Hi,
I have been using the INT8 Entropy Calibrator 2 for INT8 quantization in Python and it’s been working well (TensorRT 10.0.1). The example of how I use the INT8 Entropy Calibrator 2 can be found in the official TRT GitHub repo (TensorRT/samples/python/efficientdet/build_engine.py at release/10.0 · NVIDIA/TensorRT · GitHub)
The warning I’ve been getting starting with TensorRT 10.1 is that the INT8 Entropy Calibrator 2 has been deprecated and superseded by explicit quantization.
I’ve read the official document on the difference between the implicit and explicit quantization processes (Developer Guide :: NVIDIA Deep Learning TensorRT Documentation) and they seem to work differently.
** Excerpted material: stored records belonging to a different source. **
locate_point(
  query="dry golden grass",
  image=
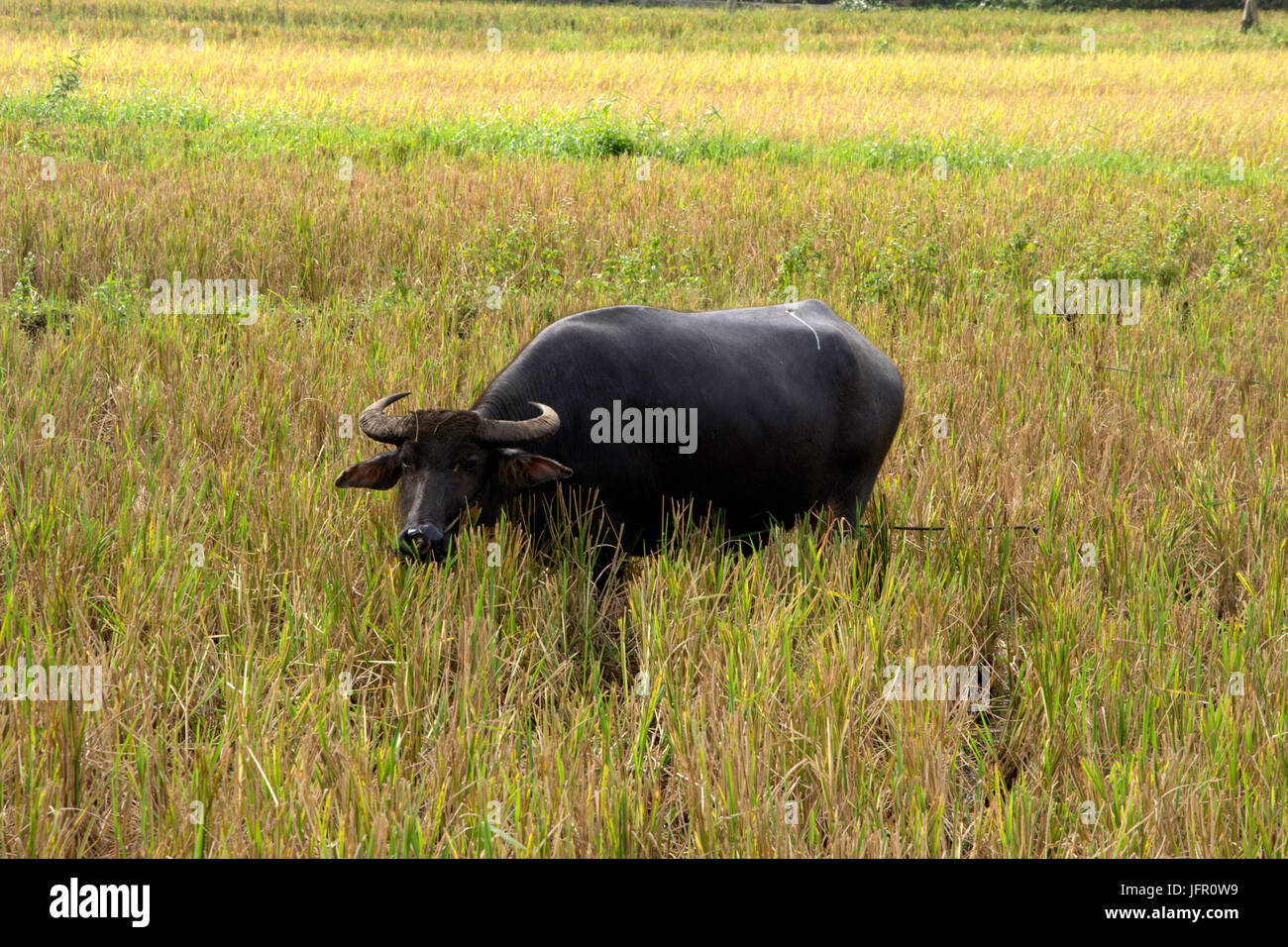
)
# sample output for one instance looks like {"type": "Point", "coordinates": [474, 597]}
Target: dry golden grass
{"type": "Point", "coordinates": [501, 710]}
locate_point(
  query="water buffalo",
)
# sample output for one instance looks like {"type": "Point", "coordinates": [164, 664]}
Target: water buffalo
{"type": "Point", "coordinates": [756, 414]}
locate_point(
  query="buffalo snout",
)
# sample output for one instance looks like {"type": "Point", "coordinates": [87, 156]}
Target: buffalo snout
{"type": "Point", "coordinates": [423, 543]}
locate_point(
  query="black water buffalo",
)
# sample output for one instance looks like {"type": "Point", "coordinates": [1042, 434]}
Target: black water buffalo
{"type": "Point", "coordinates": [758, 415]}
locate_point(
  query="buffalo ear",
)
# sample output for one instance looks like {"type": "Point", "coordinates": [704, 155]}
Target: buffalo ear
{"type": "Point", "coordinates": [378, 474]}
{"type": "Point", "coordinates": [519, 471]}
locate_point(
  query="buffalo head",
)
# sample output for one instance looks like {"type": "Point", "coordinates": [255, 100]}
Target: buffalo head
{"type": "Point", "coordinates": [445, 462]}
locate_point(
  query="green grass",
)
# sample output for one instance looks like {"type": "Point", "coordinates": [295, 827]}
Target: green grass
{"type": "Point", "coordinates": [267, 657]}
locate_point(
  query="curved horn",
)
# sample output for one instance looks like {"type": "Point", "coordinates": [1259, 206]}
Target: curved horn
{"type": "Point", "coordinates": [539, 428]}
{"type": "Point", "coordinates": [378, 427]}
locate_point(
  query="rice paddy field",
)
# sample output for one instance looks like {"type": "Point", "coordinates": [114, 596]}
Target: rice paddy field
{"type": "Point", "coordinates": [417, 188]}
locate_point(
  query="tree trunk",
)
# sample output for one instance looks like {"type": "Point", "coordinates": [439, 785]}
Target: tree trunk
{"type": "Point", "coordinates": [1249, 14]}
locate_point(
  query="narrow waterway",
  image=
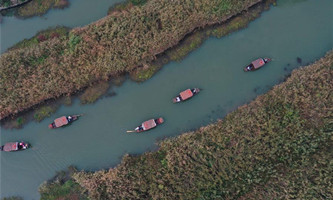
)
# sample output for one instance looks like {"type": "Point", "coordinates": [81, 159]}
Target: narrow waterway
{"type": "Point", "coordinates": [79, 13]}
{"type": "Point", "coordinates": [99, 139]}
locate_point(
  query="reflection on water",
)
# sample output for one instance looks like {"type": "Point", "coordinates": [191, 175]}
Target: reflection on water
{"type": "Point", "coordinates": [99, 139]}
The explicit quantization seems to expect a network to have QuantizeLayer and DequantizeLayer layers which my networks don’t. The implicit quantization can be used when those layers are not present in a network. Therefore, I am confused about how the implicit quantization can be superseded by the explicit quantization since they seem to work differently.
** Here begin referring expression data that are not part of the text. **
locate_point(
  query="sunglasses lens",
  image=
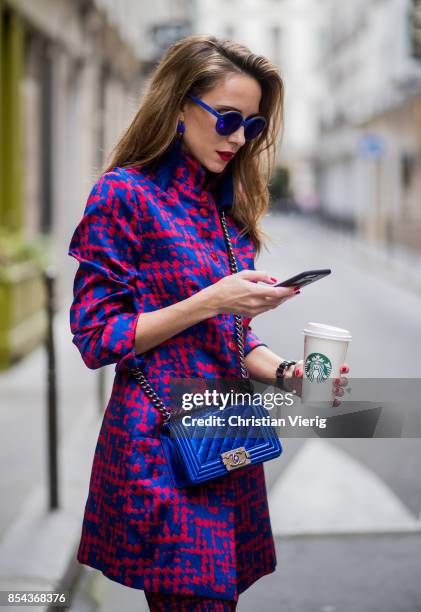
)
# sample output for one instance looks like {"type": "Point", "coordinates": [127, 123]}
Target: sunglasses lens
{"type": "Point", "coordinates": [254, 128]}
{"type": "Point", "coordinates": [229, 123]}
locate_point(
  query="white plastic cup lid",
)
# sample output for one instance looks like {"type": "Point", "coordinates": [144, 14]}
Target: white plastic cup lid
{"type": "Point", "coordinates": [321, 330]}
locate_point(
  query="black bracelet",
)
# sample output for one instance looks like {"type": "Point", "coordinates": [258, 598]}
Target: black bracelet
{"type": "Point", "coordinates": [280, 370]}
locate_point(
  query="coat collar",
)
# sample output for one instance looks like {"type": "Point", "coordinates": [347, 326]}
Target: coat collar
{"type": "Point", "coordinates": [180, 169]}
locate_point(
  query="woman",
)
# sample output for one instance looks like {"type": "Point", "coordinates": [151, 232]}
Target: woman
{"type": "Point", "coordinates": [154, 290]}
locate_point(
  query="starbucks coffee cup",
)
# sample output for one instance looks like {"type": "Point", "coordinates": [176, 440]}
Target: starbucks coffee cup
{"type": "Point", "coordinates": [325, 350]}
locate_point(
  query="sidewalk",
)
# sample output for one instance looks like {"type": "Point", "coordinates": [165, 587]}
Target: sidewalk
{"type": "Point", "coordinates": [38, 546]}
{"type": "Point", "coordinates": [398, 264]}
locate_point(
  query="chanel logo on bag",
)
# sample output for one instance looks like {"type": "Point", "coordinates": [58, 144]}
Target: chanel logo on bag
{"type": "Point", "coordinates": [235, 458]}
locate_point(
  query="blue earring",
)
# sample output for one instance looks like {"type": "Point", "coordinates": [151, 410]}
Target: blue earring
{"type": "Point", "coordinates": [181, 128]}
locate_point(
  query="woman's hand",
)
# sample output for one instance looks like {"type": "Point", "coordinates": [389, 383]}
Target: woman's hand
{"type": "Point", "coordinates": [293, 380]}
{"type": "Point", "coordinates": [240, 294]}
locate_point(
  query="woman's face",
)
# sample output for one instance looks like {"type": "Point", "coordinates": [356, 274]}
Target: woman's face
{"type": "Point", "coordinates": [236, 92]}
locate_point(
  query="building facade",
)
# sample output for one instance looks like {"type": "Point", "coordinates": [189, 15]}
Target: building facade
{"type": "Point", "coordinates": [369, 163]}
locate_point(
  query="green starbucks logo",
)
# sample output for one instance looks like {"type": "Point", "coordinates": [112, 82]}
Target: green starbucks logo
{"type": "Point", "coordinates": [318, 367]}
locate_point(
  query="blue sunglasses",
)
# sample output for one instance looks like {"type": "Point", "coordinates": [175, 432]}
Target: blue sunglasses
{"type": "Point", "coordinates": [229, 122]}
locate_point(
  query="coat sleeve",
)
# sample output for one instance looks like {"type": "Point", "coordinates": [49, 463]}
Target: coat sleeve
{"type": "Point", "coordinates": [103, 314]}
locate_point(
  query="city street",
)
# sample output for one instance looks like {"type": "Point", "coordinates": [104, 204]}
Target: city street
{"type": "Point", "coordinates": [346, 513]}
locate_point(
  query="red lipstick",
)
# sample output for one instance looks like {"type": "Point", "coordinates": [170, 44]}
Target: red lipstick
{"type": "Point", "coordinates": [225, 155]}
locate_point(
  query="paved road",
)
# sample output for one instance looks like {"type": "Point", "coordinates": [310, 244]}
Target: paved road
{"type": "Point", "coordinates": [345, 512]}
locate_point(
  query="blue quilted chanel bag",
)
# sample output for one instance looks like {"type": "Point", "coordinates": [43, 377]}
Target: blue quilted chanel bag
{"type": "Point", "coordinates": [200, 453]}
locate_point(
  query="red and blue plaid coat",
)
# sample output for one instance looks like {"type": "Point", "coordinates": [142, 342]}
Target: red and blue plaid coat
{"type": "Point", "coordinates": [149, 238]}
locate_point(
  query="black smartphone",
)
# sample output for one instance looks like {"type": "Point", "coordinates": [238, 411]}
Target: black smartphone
{"type": "Point", "coordinates": [304, 278]}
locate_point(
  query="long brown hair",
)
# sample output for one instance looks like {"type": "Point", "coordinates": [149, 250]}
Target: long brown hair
{"type": "Point", "coordinates": [195, 65]}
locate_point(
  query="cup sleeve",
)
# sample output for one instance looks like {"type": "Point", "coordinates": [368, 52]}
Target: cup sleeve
{"type": "Point", "coordinates": [104, 312]}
So, my question is what needs to be modified in the standard INT8 Calibrator 2 quantization method (TensorRT/samples/python/efficientdet/build_engine.py at release/10.0 · NVIDIA/TensorRT · GitHub) for the deprecation warning not to show up ? Couldn’t find any example using a newer trt version (10.1 and up)
Thank you!
Environment
TensorRT Version: 10.0.1
GPU Type: 3090
Operating System + Version: Windows 10
Python version: 3.9.19